We don’t want anyone to feel like they can’t use other runtimes, but being Kubernetes-first has always been a goal we didn’t want to compromise on.
Your answer is 99% techno-marketing bullshit, but you still delivered the kernel of a credible explanation: systemd.
It makes perfect sense now. cri-o, being "daemonless", reinforces the central role of systemd in orchestrating system resources, whereas containerd, being a daemon, weakens it. I can see how Red Hat architects would not love the idea, given the importance of systemd in the RHEL/Openshift stack.

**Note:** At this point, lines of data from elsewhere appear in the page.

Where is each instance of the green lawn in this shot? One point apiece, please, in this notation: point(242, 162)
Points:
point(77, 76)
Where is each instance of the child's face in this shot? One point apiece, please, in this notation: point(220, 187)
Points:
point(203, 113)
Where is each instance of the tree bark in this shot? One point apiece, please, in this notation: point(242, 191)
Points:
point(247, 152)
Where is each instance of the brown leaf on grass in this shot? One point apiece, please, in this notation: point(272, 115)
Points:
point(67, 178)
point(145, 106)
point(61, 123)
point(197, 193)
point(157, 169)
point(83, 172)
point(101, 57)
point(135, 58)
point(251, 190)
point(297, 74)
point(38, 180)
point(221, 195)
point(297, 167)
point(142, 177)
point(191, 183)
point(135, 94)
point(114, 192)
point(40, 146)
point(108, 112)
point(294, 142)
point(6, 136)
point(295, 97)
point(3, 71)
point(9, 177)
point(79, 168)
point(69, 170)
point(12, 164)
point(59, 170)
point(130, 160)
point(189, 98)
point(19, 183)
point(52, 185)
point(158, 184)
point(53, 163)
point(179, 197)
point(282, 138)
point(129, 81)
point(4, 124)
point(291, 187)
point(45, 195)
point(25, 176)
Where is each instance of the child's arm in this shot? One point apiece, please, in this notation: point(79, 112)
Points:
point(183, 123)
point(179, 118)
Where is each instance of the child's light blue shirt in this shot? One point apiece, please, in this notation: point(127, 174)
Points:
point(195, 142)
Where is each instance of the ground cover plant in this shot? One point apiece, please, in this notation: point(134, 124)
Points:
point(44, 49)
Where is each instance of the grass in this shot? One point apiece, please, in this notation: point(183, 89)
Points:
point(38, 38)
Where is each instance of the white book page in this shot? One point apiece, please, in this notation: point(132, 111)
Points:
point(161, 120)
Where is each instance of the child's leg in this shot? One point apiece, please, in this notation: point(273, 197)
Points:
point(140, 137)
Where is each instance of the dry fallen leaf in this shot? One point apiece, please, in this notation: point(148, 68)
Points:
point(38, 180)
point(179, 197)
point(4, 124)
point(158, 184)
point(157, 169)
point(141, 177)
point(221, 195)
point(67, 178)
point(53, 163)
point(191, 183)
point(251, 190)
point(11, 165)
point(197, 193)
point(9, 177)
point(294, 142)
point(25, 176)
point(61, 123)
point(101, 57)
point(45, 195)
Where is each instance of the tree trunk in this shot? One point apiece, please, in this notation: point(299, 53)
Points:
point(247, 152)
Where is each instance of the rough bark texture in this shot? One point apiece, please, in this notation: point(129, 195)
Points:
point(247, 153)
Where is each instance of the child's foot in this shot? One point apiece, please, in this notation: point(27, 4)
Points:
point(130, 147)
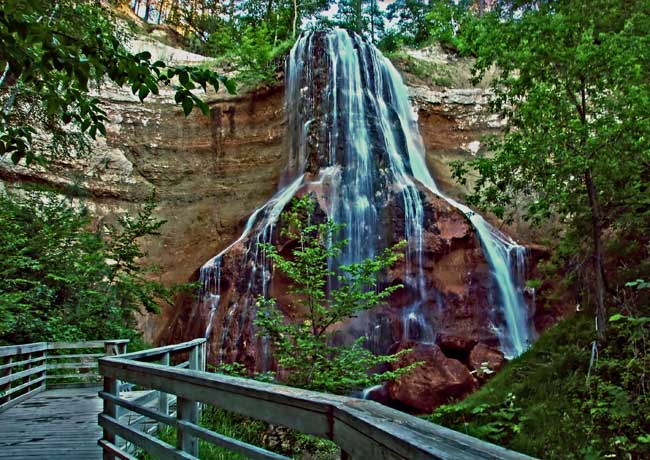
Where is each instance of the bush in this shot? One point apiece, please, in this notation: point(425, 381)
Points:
point(62, 281)
point(302, 348)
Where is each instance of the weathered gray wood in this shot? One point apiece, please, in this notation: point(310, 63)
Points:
point(14, 350)
point(16, 389)
point(55, 424)
point(163, 400)
point(19, 399)
point(148, 443)
point(364, 429)
point(77, 365)
point(107, 446)
point(24, 362)
point(87, 344)
point(22, 374)
point(76, 357)
point(157, 353)
point(85, 376)
point(234, 445)
point(111, 386)
point(187, 410)
point(272, 403)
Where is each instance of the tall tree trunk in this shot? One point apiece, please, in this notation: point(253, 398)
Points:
point(596, 220)
point(161, 8)
point(147, 11)
point(269, 10)
point(231, 13)
point(597, 257)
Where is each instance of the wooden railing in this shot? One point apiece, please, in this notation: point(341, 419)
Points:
point(26, 370)
point(362, 429)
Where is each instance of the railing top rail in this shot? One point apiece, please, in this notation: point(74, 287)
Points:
point(12, 350)
point(350, 422)
point(155, 353)
point(21, 349)
point(85, 344)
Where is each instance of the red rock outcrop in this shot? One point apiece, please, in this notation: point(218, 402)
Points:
point(437, 380)
point(485, 360)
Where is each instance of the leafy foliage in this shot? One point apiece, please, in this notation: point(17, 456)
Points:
point(61, 281)
point(50, 54)
point(574, 82)
point(548, 403)
point(302, 348)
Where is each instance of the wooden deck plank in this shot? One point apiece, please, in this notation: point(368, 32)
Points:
point(55, 424)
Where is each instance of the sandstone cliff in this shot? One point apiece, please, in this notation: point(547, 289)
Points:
point(210, 172)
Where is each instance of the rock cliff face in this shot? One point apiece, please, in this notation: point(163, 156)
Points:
point(210, 172)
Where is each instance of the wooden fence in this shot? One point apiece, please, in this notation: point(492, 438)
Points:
point(362, 429)
point(26, 370)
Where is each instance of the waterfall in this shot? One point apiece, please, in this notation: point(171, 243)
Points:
point(352, 131)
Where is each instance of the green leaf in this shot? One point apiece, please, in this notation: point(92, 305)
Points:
point(187, 105)
point(616, 317)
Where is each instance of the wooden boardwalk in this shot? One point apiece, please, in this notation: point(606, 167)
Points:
point(55, 424)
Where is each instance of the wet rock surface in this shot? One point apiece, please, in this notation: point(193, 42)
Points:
point(435, 381)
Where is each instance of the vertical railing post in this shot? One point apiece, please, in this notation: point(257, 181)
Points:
point(113, 349)
point(4, 373)
point(29, 377)
point(163, 398)
point(112, 387)
point(188, 410)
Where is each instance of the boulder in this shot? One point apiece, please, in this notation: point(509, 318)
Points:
point(485, 360)
point(434, 382)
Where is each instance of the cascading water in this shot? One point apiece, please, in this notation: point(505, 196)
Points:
point(353, 133)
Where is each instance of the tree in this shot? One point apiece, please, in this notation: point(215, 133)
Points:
point(574, 82)
point(411, 20)
point(61, 280)
point(302, 348)
point(50, 54)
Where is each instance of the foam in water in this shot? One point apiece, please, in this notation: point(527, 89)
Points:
point(369, 143)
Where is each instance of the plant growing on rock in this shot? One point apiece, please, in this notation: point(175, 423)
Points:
point(303, 348)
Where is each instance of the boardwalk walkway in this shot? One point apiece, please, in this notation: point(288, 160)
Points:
point(55, 424)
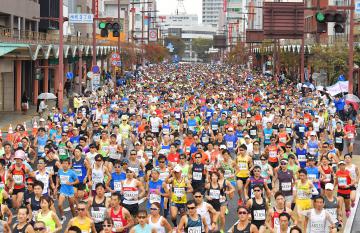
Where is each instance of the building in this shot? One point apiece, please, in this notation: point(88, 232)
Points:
point(212, 11)
point(187, 27)
point(25, 46)
point(111, 8)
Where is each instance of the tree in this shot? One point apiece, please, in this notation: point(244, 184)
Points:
point(330, 58)
point(238, 55)
point(178, 43)
point(155, 53)
point(201, 46)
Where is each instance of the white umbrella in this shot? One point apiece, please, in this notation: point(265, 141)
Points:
point(47, 96)
point(319, 88)
point(352, 98)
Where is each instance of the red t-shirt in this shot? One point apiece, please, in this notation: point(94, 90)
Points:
point(343, 178)
point(174, 158)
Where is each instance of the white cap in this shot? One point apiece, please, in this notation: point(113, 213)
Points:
point(329, 186)
point(177, 168)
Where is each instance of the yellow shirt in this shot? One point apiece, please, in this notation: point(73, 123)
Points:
point(85, 225)
point(243, 166)
point(179, 191)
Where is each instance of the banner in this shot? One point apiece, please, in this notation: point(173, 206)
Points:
point(337, 88)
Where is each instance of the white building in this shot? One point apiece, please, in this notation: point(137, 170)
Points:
point(212, 11)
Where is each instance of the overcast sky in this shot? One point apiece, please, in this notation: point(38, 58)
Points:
point(166, 7)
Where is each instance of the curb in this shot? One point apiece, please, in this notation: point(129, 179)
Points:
point(350, 220)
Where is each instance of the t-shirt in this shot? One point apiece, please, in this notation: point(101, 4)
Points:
point(68, 176)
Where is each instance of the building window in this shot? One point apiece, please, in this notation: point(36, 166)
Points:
point(78, 9)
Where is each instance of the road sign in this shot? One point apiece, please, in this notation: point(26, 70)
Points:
point(95, 69)
point(115, 57)
point(70, 75)
point(116, 63)
point(95, 82)
point(81, 18)
point(152, 34)
point(89, 74)
point(357, 7)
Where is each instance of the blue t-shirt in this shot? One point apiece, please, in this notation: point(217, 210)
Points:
point(68, 176)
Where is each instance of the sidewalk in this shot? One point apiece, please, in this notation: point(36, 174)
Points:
point(14, 118)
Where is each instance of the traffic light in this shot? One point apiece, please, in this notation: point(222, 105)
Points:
point(116, 29)
point(321, 26)
point(106, 26)
point(337, 17)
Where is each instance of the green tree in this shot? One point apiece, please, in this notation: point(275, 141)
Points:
point(178, 43)
point(332, 59)
point(201, 46)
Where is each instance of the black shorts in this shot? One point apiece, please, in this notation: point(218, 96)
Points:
point(133, 209)
point(80, 186)
point(274, 164)
point(243, 179)
point(98, 226)
point(345, 196)
point(16, 191)
point(258, 223)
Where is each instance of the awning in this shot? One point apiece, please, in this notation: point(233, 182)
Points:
point(7, 47)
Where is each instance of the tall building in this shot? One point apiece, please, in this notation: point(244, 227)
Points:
point(212, 11)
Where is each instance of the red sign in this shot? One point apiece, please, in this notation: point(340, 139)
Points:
point(96, 8)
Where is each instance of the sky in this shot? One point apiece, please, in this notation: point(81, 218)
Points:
point(166, 7)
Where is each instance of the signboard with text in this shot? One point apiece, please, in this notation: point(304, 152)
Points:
point(81, 18)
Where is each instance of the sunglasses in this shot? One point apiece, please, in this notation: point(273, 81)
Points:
point(242, 212)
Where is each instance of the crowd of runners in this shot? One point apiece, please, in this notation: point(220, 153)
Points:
point(169, 149)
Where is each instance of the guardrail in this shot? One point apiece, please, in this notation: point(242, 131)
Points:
point(26, 36)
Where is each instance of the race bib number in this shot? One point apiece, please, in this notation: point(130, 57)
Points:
point(64, 179)
point(342, 181)
point(286, 186)
point(131, 195)
point(154, 198)
point(242, 166)
point(197, 175)
point(18, 179)
point(338, 140)
point(179, 192)
point(259, 215)
point(214, 194)
point(205, 139)
point(194, 229)
point(272, 154)
point(229, 144)
point(78, 172)
point(117, 186)
point(302, 158)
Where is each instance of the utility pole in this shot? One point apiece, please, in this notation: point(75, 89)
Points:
point(61, 56)
point(94, 33)
point(351, 48)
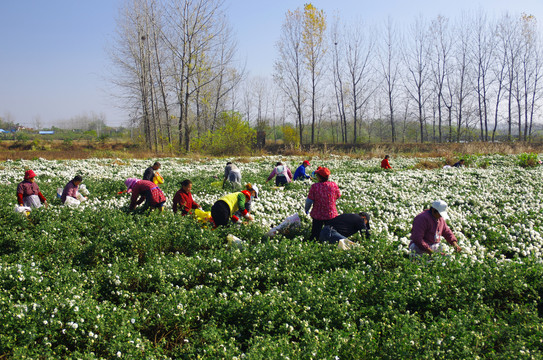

There’s no call to be so rude. The RH/CoreOS people here are acting in good faith, I think they’re being exceptionally helpful, and they don’t even need to be answering questions at all.
For anyone reading this thread who is at Red Hat Summit, we will have a Container Linux/Atomic BOF at 1pm today (May 10), in the BOF area on the 2nd floor.
In the next few months, you should see an OpenShift that is built upon the same upgrade system as Tectonic which allows for more incremental buy-in to OpenShift PaaS functionality and a Linux distribution that leverages Ignition and immutability to provide the minimal environment needed to run Kubernetes/containers.
My understanding is that Container Linux as is will be supported for years, but we will also be creating a new distro, RH CoreOS, that replaces the Gentoo build system with Fedora tooling. This shouldn't change much for users as they don't interact with the build system; they just consume the results of said system. I'd liken this scenario to the relationship between CentOS and RHEL, which are both maintained by Red Hat. Some details have yet to shake out; for example, I personally don't know if the resulting distro will leverage rpm-ostree, but we already have internal proof-of-concepts running OpenShift with Tectonic components on top of Container Linux.
Please voice your opinions here and now! Nothing is set in stone and we're listening for the community to weigh in on these decisions as well.